Fifth, FoodTech heavily depends on the availability of high quality data infrastructure and digital skills. Therefore, any solution that relies on digital technologies will need to be inclusive, otherwise the risk will be to widen the digital divide, excluding entire categories of users and geographical areas from the benefits they will provide. Very often, governments are attracted to digital technology without realizing how divisive and discriminatory its deployment can be, if these technologies are not adequately supported. Recent initiatives, such as Finland’s decision to offer AI training courses for free to its citizens, go in the direction of ensuring inclusive development of digital technologies; these should be coupled with ad hoc policies to ensure the availability of high quality data, including through open data policies in government.

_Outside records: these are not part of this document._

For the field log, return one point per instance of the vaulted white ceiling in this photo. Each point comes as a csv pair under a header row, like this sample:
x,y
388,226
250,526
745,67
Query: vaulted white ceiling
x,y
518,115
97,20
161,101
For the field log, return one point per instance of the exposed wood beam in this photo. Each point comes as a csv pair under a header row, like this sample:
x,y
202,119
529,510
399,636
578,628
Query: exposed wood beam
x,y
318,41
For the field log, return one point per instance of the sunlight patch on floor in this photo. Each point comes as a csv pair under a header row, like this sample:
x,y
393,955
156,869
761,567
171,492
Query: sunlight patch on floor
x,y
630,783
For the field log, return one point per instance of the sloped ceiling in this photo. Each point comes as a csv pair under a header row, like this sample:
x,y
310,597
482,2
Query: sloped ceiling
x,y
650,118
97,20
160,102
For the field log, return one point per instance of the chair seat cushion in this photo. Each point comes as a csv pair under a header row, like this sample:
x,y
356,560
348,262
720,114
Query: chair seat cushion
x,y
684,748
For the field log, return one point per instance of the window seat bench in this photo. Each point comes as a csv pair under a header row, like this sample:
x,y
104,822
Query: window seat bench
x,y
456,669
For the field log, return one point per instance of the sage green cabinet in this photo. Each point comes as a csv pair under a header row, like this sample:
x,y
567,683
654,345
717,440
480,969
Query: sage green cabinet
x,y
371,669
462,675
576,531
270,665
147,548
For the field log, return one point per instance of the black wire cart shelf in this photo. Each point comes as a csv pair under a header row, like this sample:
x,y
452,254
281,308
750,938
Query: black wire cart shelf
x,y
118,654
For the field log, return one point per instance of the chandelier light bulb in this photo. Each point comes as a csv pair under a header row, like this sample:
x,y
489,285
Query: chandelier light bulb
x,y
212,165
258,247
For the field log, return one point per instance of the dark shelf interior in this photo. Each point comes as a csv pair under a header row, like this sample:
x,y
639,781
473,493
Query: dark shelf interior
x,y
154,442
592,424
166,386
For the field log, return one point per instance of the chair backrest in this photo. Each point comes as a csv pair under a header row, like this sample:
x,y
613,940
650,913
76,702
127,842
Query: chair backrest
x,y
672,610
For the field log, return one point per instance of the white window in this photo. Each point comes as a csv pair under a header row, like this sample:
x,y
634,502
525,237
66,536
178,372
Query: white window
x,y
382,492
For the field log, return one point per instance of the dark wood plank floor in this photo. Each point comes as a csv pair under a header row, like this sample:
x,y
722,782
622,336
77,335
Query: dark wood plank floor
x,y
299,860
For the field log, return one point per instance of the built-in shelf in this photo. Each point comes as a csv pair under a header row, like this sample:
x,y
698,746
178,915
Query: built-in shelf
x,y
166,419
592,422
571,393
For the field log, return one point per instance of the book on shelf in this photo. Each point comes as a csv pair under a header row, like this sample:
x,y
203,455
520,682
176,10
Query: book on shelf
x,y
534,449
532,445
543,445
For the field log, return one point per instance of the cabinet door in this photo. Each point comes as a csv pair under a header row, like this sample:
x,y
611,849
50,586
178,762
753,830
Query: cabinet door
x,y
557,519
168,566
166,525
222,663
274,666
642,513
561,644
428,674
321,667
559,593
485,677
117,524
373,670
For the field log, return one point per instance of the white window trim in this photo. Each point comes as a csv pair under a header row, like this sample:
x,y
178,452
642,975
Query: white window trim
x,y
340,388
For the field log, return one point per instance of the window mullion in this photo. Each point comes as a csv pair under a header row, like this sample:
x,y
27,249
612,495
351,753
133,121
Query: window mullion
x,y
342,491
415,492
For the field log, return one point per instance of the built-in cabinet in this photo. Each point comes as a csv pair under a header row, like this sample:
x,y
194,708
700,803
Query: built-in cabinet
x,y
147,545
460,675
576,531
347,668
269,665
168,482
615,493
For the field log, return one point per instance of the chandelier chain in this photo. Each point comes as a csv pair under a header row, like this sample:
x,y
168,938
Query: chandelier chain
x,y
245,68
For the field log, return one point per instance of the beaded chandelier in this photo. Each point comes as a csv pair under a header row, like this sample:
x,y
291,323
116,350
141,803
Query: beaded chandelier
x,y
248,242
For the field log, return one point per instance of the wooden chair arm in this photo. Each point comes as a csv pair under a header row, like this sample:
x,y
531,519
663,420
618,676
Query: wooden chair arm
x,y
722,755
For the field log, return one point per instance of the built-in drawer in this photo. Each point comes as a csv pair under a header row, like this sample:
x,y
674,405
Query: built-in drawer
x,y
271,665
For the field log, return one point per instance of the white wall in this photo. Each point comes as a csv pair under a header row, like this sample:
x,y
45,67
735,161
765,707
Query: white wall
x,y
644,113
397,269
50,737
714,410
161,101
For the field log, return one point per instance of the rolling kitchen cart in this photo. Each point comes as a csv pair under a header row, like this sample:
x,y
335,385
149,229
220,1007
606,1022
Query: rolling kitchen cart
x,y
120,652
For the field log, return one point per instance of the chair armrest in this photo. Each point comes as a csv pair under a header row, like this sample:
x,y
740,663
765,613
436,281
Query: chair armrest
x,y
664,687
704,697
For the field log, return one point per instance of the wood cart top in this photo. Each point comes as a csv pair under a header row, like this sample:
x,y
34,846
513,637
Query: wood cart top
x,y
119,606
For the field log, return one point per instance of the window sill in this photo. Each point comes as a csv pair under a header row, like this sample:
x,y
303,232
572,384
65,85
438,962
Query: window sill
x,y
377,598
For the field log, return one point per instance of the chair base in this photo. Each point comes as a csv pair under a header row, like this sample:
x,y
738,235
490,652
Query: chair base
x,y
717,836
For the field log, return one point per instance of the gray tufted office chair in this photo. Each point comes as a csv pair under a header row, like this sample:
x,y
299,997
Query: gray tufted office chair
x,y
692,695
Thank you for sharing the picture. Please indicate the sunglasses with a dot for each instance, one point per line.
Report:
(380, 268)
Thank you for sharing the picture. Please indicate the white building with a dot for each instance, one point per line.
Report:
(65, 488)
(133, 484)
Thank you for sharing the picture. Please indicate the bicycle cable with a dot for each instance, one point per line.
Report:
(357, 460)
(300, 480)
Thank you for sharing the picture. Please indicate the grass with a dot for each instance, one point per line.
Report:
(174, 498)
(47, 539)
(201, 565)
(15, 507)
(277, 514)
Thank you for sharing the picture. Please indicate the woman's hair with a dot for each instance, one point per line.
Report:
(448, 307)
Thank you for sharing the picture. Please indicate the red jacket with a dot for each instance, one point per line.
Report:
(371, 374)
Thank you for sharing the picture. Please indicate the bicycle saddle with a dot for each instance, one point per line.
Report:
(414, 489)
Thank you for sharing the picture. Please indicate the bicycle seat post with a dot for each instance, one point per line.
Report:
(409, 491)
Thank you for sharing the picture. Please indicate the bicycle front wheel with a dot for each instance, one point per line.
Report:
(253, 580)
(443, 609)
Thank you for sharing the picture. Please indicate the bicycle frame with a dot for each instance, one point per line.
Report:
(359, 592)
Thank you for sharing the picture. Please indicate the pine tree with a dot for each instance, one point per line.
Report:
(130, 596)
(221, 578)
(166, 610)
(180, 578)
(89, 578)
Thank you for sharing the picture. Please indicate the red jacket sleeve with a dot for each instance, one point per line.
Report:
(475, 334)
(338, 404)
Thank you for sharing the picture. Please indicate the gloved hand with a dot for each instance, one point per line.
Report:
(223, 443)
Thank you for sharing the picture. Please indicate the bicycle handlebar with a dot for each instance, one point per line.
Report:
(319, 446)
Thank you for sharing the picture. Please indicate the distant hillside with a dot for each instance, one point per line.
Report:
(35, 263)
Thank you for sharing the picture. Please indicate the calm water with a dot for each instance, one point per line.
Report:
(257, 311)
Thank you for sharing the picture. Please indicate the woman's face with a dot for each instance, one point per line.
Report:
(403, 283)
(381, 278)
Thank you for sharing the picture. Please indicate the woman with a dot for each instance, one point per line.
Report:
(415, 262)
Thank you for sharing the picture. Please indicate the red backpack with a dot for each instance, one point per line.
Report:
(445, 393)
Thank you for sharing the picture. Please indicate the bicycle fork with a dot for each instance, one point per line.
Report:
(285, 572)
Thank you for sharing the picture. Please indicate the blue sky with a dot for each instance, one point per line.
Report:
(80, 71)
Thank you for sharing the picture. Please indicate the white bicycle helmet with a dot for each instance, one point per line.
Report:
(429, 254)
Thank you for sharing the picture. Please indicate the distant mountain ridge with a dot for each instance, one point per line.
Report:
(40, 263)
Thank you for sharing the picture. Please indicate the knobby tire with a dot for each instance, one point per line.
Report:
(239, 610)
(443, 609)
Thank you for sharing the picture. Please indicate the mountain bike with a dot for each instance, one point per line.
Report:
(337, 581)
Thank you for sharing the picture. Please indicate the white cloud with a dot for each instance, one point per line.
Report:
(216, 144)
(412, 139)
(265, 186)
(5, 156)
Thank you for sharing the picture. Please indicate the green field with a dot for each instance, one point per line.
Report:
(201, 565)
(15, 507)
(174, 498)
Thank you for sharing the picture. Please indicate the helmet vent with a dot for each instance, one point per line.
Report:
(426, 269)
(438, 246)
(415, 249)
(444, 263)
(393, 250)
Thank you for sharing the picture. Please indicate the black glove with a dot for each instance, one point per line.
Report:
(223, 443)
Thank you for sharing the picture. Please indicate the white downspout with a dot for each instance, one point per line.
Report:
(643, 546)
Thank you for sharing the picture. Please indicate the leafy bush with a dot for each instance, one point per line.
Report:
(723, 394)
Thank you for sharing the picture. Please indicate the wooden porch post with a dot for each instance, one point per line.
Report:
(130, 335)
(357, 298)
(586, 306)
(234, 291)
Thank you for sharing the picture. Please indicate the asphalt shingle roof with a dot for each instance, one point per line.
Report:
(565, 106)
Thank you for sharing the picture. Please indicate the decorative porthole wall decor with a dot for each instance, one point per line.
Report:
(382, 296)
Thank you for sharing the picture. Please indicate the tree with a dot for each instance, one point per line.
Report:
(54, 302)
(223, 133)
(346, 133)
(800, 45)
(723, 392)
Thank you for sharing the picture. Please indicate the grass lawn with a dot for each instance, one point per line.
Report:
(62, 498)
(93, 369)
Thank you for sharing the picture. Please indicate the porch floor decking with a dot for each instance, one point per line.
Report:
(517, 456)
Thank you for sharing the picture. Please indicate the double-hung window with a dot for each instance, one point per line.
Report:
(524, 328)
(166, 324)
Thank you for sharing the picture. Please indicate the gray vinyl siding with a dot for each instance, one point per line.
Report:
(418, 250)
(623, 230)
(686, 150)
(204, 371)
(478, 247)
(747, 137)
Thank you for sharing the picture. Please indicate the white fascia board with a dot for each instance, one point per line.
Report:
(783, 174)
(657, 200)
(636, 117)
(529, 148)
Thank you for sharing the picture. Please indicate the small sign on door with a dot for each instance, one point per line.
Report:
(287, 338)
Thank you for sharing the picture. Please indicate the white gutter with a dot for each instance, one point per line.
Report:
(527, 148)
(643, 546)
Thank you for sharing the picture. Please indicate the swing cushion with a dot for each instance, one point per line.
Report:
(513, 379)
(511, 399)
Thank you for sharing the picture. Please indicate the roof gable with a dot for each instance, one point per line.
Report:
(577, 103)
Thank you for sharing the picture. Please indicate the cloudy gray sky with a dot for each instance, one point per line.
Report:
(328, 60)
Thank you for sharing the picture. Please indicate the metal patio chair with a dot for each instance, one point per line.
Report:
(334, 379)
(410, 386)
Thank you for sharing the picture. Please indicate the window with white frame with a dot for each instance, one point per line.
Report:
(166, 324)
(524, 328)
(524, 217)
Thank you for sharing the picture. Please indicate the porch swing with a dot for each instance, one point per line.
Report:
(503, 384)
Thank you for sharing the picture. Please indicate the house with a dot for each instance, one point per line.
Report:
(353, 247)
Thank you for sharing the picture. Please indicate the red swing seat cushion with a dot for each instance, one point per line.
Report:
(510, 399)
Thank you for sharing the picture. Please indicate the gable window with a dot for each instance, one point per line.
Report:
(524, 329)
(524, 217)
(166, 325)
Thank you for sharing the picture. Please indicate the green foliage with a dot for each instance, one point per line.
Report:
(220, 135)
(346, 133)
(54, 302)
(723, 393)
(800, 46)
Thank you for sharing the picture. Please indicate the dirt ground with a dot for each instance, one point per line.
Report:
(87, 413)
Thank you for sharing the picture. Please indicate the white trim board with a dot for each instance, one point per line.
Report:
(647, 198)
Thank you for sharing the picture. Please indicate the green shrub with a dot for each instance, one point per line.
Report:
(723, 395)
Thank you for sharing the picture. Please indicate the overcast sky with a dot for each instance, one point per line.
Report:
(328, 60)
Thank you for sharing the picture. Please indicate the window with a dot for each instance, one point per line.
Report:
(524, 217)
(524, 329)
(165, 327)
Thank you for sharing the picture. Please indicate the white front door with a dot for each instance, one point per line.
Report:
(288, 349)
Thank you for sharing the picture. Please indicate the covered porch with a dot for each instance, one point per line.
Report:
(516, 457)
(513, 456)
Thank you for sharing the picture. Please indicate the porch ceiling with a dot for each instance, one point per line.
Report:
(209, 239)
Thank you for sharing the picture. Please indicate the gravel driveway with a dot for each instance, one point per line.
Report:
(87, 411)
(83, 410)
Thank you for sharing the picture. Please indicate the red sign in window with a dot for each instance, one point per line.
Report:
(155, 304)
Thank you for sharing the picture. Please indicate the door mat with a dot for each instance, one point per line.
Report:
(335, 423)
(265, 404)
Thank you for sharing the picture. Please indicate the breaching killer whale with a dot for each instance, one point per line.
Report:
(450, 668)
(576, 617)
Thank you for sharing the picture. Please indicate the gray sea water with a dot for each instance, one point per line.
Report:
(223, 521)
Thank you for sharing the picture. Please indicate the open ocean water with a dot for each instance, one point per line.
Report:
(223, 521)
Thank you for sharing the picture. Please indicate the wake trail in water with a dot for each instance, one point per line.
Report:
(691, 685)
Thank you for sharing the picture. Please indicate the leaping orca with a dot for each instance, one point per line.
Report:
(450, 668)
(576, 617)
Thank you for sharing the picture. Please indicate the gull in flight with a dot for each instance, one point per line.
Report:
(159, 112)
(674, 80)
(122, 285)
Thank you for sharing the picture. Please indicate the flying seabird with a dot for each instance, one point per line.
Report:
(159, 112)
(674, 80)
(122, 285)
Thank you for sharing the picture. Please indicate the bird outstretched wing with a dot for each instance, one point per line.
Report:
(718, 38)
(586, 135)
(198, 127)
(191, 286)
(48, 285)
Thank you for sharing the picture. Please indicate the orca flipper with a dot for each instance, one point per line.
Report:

Finally, and more generally, FoodTech is a very important contributor to future government and global governance objectives, but it is not the only one. It is important to realize how to make FoodTech compatible with all SDGs, including environmental and social objectives. For example, automation of jobs and the carbon footprint of data centers very often challenge the achievement of important SDGs such as limited or zero carbon footprint (SDGs 7 and 13); inclusive growth, full and productive employment, and decent work for all (SDG 8); quality education (SDG 4); and the promotion of women empowerment (SDG 5). In this respect, proposals to steer AI development in a direction that is fully consistent with SDGs appear to be more likely to achieve this form of policy coherence than proposals merely based on GDP and competitiveness.